The upgrade includes a warning system that was previously just an optional feature that airlines had to pay extra for.
While investigations continue into the cause of two disasters involving its 737 MAX aircraft, Boeing says it has issued changes to controversial control systems linked to the crashes.
However, it is still not clear when the aircraft type, which has been grounded worldwide, will be allowed to take to the air again.
The upgrade includes a warning system for pilots, which was previously just an optional feature that airlines had to pay extra for.
The Lion Air and Ethiopian Airlines planes involved in the crashes both lacked this additional safety system.
The aircraft type’s Manoeuvring Characteristics Augmentation System, or MCAS, was designed to keep the 737 MAX from stalling.

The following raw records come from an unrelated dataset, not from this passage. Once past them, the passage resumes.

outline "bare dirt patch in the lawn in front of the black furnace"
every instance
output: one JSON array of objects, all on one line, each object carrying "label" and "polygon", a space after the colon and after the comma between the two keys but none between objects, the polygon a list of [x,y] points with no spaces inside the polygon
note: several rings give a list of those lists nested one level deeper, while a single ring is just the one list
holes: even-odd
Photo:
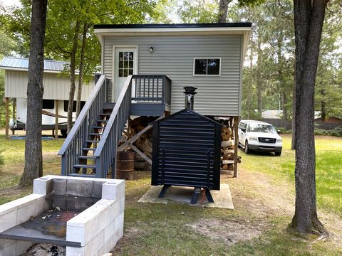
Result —
[{"label": "bare dirt patch in the lawn in front of the black furnace", "polygon": [[187,226],[212,240],[221,239],[231,245],[257,238],[268,225],[264,221],[201,219]]}]

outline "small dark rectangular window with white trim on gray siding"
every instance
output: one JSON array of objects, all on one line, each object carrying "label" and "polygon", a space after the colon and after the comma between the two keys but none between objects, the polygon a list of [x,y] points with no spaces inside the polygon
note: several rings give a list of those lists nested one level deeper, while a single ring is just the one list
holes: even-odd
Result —
[{"label": "small dark rectangular window with white trim on gray siding", "polygon": [[194,58],[194,75],[221,75],[221,58]]}]

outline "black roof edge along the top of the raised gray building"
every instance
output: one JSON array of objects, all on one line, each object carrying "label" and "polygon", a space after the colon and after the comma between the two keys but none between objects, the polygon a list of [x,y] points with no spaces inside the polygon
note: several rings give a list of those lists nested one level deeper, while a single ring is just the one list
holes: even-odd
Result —
[{"label": "black roof edge along the top of the raised gray building", "polygon": [[237,23],[182,23],[182,24],[95,24],[94,28],[229,28],[252,27],[250,22]]}]

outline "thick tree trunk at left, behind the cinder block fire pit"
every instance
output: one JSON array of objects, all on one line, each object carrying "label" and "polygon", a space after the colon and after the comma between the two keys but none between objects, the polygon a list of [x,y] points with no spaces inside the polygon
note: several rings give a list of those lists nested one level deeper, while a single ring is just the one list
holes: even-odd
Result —
[{"label": "thick tree trunk at left, behind the cinder block fire pit", "polygon": [[25,168],[20,185],[29,186],[43,176],[41,110],[43,107],[44,38],[47,0],[33,0],[30,58],[28,60]]}]

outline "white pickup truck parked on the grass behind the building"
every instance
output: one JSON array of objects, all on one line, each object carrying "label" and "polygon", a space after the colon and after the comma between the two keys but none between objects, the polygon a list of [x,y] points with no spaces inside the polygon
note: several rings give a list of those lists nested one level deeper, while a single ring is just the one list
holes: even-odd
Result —
[{"label": "white pickup truck parked on the grass behind the building", "polygon": [[283,148],[281,137],[272,124],[254,120],[241,120],[239,122],[239,146],[244,148],[246,154],[250,151],[274,152],[281,155]]}]

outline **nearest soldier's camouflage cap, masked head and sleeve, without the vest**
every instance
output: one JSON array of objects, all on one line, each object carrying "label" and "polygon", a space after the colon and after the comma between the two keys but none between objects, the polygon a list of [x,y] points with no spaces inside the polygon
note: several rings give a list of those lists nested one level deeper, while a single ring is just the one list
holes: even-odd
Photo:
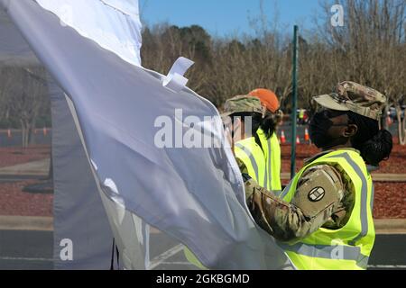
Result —
[{"label": "nearest soldier's camouflage cap, masked head and sleeve, without the vest", "polygon": [[[310,138],[323,151],[307,160],[305,165],[337,149],[360,153],[369,166],[378,166],[383,158],[389,157],[392,135],[377,128],[386,102],[383,94],[346,81],[337,85],[334,93],[314,97],[314,100],[324,110],[309,122]],[[356,120],[357,117],[361,120]],[[365,119],[376,121],[374,131],[362,126]],[[363,133],[366,135],[364,142],[355,145],[356,137]],[[370,145],[365,146],[365,143]],[[354,183],[341,166],[309,166],[300,176],[290,202],[281,200],[289,187],[282,195],[275,195],[246,175],[242,163],[239,166],[245,179],[246,202],[254,220],[281,241],[294,243],[320,228],[343,228],[354,209]],[[320,193],[314,193],[315,189]]]}]

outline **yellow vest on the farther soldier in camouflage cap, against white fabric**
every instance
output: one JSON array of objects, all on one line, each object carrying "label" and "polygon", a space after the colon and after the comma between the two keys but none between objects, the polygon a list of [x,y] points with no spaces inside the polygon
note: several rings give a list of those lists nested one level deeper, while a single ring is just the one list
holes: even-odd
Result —
[{"label": "yellow vest on the farther soldier in camouflage cap, against white fabric", "polygon": [[265,184],[265,159],[263,150],[256,144],[254,137],[235,143],[235,157],[243,161],[248,175],[259,185]]}]

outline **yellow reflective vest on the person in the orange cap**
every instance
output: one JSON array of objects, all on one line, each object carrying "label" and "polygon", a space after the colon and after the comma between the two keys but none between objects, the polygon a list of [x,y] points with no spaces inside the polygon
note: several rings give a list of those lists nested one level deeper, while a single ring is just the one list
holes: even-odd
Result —
[{"label": "yellow reflective vest on the person in the orange cap", "polygon": [[281,146],[279,145],[276,133],[273,133],[270,139],[266,139],[266,134],[262,129],[257,131],[258,137],[263,146],[265,155],[265,174],[267,182],[265,188],[271,190],[275,194],[281,193]]}]

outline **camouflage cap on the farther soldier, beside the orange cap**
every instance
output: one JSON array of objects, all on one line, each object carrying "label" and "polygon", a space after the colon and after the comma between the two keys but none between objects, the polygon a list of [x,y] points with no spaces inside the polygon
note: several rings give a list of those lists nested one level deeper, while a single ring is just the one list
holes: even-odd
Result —
[{"label": "camouflage cap on the farther soldier, beside the orange cap", "polygon": [[257,97],[238,95],[226,101],[224,111],[225,112],[221,114],[222,117],[239,112],[258,112],[263,115],[266,108]]}]

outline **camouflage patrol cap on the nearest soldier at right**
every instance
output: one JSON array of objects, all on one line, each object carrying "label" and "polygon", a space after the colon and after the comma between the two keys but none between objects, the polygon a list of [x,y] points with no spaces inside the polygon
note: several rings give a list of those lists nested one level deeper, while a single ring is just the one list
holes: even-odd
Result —
[{"label": "camouflage patrol cap on the nearest soldier at right", "polygon": [[386,96],[373,88],[345,81],[337,85],[336,91],[313,97],[313,99],[328,109],[352,111],[357,114],[379,120]]}]

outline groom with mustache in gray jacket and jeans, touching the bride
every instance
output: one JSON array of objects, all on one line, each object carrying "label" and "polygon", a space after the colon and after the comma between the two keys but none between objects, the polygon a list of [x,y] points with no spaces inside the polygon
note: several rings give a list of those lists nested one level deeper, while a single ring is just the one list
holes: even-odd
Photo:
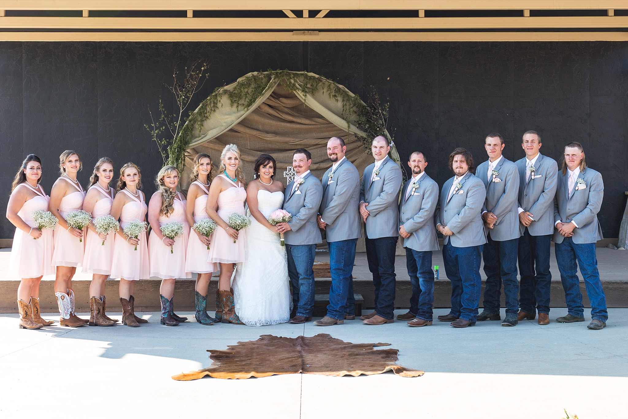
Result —
[{"label": "groom with mustache in gray jacket and jeans, touching the bride", "polygon": [[295,150],[292,166],[297,177],[288,183],[283,209],[290,212],[292,220],[277,224],[277,231],[284,233],[288,253],[288,276],[292,283],[292,302],[296,315],[291,323],[311,320],[314,310],[314,256],[316,245],[323,239],[316,216],[323,198],[323,186],[310,173],[312,158],[304,148]]}]

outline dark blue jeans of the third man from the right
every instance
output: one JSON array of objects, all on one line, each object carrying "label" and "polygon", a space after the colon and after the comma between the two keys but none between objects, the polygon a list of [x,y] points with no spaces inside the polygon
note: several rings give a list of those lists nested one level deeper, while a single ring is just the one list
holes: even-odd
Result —
[{"label": "dark blue jeans of the third man from the right", "polygon": [[506,314],[517,314],[519,311],[519,281],[517,281],[517,249],[519,239],[494,241],[489,236],[484,245],[484,310],[499,313],[499,295],[504,282],[506,296]]}]

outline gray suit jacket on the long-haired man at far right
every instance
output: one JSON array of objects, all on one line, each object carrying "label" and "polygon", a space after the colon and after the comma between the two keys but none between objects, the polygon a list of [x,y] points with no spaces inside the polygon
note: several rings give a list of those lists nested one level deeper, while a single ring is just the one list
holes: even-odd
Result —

It reacts to sensors that feel whether the plane is climbing too steeply.
But an investigation into the Lion Air crash suggested that this system malfunctioned, repeatedly forcing the aircraft downward.
Another part of the new upgrade includes software that will disable the MCAS if the sensors show conflicting data.
While Boeing says the upgrades are not an admission that its own systems caused the crashes, a US Senate hearing yesterday quizzed the acting head of the regulator the FAA, Daniel Elwell, about whether the process of getting an aircraft manufacturer’s products inspected and certified is adequate.
One senator, Richard Blumenthal, described the practice of Boeing inspecting its own aircraft as like leaving “the fox guarding the henhouse”.
Elwell denied that it was essentially “self-certification”, stating that the FAA “retains strict oversight authority” over the process.